09/05/09 Jacquelyn Nelson Thomas Neff Photography

This past Thursday Stephanie and I went to the lecture of Thomas Neff, a landscape, people, and street photographer. His work was very moving. In the first part of his lecture, he showed us pictures from his new book Holding Out And Hanging On Surviving Hurricane Katrina. When the hurricane hit, Neff put his life on hold and was one of the first to arrive in New Orleans volunteering his service to the victims that decided to stay. He lovingly helped so many people and in the process he became better acquainted with them. Neff listened to these people while they shared with him their heartbreaking stories. He created this book with photographs of most of the people that he met and publishing their stories in it. In all his pictures from Hurricane Katrina, he truly captured the pain, hurt, and suffering of the people of Louisiana. Following the Katrina photos, Neff showed us pictures from his travels in Japan and China. Although I didn’t care for some of them, he still had some very beautiful landscape pictures. He commented on how the print quality was greater in person, which is always true, so Stephanie and I decided to attend his gallery opening that night in the UTSA gallery.
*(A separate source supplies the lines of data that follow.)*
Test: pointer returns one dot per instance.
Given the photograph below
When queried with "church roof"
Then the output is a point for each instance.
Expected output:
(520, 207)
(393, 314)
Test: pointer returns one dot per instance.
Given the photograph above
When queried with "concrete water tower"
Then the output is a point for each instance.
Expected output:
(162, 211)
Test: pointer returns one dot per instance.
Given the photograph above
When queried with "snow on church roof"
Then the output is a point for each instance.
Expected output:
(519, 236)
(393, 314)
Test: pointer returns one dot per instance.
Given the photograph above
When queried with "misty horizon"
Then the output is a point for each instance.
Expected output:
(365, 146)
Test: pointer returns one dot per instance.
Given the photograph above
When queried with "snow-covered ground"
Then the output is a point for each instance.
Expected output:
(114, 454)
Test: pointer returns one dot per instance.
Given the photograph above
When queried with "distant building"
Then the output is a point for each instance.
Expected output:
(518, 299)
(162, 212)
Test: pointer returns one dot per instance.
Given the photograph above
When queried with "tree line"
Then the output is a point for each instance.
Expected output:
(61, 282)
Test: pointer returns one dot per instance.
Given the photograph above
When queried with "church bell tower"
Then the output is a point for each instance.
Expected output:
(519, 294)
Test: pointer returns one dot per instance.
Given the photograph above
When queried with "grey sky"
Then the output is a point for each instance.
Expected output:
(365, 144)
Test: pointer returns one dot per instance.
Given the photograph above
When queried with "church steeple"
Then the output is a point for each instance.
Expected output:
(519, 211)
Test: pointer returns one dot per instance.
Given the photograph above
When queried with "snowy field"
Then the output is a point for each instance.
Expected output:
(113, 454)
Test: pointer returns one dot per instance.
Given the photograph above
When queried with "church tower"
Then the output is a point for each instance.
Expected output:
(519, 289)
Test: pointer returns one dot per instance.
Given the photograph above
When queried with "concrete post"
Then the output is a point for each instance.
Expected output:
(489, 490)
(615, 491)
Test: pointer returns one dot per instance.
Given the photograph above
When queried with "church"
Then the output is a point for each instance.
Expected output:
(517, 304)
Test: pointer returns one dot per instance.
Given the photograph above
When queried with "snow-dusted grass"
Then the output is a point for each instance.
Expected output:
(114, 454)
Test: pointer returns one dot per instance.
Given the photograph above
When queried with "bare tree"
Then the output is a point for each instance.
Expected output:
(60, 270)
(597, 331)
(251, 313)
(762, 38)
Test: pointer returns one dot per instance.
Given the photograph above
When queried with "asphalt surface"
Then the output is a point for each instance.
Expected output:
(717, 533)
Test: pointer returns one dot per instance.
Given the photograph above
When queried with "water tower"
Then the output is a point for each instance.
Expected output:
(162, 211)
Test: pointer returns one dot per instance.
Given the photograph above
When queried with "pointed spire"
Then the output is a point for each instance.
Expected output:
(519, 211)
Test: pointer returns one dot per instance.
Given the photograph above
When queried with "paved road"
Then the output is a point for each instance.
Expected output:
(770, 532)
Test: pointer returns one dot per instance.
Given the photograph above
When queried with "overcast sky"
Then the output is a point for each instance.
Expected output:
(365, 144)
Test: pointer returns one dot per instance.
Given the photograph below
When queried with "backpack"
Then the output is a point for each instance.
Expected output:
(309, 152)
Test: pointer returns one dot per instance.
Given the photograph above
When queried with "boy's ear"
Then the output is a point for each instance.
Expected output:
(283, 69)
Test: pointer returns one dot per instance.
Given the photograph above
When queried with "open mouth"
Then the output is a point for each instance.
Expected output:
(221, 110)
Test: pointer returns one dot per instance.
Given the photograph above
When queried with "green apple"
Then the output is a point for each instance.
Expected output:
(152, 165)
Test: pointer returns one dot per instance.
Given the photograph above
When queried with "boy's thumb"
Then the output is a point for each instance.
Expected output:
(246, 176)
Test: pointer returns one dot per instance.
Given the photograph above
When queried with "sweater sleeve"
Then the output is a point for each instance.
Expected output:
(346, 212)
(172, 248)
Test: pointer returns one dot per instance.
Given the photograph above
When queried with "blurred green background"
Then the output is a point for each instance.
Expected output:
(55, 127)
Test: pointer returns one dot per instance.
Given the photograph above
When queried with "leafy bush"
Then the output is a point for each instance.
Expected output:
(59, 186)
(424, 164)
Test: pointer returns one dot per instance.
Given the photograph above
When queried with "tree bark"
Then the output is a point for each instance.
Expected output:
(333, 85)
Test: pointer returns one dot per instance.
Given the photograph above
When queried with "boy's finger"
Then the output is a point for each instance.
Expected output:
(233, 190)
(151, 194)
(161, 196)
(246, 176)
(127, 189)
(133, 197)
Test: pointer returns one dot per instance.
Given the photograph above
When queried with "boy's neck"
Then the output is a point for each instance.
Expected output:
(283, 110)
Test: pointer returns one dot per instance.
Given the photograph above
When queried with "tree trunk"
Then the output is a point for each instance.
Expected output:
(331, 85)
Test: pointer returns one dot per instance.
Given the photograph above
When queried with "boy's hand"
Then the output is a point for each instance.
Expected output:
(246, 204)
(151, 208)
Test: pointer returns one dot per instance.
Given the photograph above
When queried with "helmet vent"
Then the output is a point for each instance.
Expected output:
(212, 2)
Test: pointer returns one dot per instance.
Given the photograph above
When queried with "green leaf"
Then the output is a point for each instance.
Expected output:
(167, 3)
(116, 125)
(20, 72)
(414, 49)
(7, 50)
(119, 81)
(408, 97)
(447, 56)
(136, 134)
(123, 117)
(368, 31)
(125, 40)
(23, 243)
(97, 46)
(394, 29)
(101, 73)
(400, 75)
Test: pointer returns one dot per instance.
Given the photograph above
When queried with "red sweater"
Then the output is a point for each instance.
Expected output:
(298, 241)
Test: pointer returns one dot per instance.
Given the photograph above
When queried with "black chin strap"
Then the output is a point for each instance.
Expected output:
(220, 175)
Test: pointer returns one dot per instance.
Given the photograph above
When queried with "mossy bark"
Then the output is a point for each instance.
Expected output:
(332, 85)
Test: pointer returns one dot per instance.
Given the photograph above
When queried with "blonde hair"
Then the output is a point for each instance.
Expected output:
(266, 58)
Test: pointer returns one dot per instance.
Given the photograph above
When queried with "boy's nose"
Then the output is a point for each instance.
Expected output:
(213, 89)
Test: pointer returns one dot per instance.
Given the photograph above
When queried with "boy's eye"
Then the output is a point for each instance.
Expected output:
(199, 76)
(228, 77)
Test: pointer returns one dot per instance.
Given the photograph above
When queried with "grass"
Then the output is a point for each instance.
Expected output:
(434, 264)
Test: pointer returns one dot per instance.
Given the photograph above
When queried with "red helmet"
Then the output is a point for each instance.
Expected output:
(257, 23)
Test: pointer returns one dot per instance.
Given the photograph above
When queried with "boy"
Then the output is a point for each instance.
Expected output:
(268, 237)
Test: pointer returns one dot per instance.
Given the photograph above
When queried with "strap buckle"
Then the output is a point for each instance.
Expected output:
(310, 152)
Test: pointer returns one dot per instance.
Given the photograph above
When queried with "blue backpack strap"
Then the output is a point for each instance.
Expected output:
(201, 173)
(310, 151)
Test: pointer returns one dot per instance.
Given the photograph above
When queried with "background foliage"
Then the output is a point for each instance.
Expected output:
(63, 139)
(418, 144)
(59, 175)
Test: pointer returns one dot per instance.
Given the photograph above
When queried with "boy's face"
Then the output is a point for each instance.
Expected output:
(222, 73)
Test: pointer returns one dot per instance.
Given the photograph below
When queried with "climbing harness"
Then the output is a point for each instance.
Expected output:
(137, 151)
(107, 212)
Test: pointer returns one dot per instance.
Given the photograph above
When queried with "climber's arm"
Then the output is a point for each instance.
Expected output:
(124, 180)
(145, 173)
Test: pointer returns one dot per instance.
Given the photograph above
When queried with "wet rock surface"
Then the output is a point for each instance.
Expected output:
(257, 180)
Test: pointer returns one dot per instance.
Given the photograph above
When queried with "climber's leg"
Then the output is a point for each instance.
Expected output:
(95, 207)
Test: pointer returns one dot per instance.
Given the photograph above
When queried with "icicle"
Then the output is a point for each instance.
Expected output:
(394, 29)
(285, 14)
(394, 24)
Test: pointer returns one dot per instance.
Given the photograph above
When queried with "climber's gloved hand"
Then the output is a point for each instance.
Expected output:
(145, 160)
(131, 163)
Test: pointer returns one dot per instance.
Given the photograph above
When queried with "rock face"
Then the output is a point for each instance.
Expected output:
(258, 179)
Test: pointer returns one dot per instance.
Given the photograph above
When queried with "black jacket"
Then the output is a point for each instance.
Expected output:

When I saw his photos in person, my opinion changed, and I thought they were all successful. I especially liked the subjects in his street photography. Before we left, we had a chance to speak to Neff, which gave us a better insight into his composition and a deeper understanding to why he decided to take these photographs. I admire his wonderful print quality, and his friendly, outgoing nature, which is reflected in his work.

1 comment:

  1. Jacquelyn-
    So true...I had the same comment about my images from people who saw my talk during my interview. Projections just aren't as rich as the real thing. The details, dimension, and in my case colors are all deadened somewhat. Size differences also matter. Projecting an image often gives a false sense of its intimacy. Unfortunately, this is how we have to talk about our work as artists. Unless we can give a gallery talk, but then you are limited to what is in the room. (perfect time for a reminder about my gallery talk on Thursday at 6 at the satellite space)
    Tom is a good guy, and he is a perfect example of a documentary photographer who is true to his subjects.